Hummous With Pine Nuts Turkish-Style
I don't know how closely this resembles the hummous served in Turkey, but it is delicious! Printed in our local newspaper.
1 1/2 cups
- 1 (15 ounce) can chickpeas, rinsed and drained (reserve some of the liquid)
- 3-5 garlic cloves, peeled
- 1 teaspoon cumin seed, lightly toasted then crushed with pestle and mortar
- 1 lemon, juice of
- 1/4 cup tahini
- fresh ground black pepper
- 1 tablespoon olive oil
- 1/2 cup pine nuts (NO substitution)
- 1/2 teaspoon cayenne pepper
Toast the cumin seeds and crush lightly.
In a food processor or blender combine all the garbanzo bean puree ingredients. Blend until smooth; tasting and adding more lemon juice to preference. If too thick to process effectively, add some of the reserved garbanzo bean liquid, about 1 tablespoon at a time. Adjust other seasonings, too if necessary.
Transfer hummous to serving bowl or platter.

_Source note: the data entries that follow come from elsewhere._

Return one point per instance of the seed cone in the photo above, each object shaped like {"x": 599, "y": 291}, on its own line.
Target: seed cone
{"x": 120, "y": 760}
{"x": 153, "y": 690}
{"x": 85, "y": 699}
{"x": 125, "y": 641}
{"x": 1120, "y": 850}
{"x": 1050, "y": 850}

In a small saute pan, heat up the olive oil and saute the pine nuts over medium heat for about 3-5 minutes or until golden; stirring constantly.
Be careful not to burn!
Sprinkle pine nuts with the cayenne, and cook an additional 1-2 minutes; stirring often.
Garnish the hummous with the pine nuts. Serve with pita bread to scoop up the dip.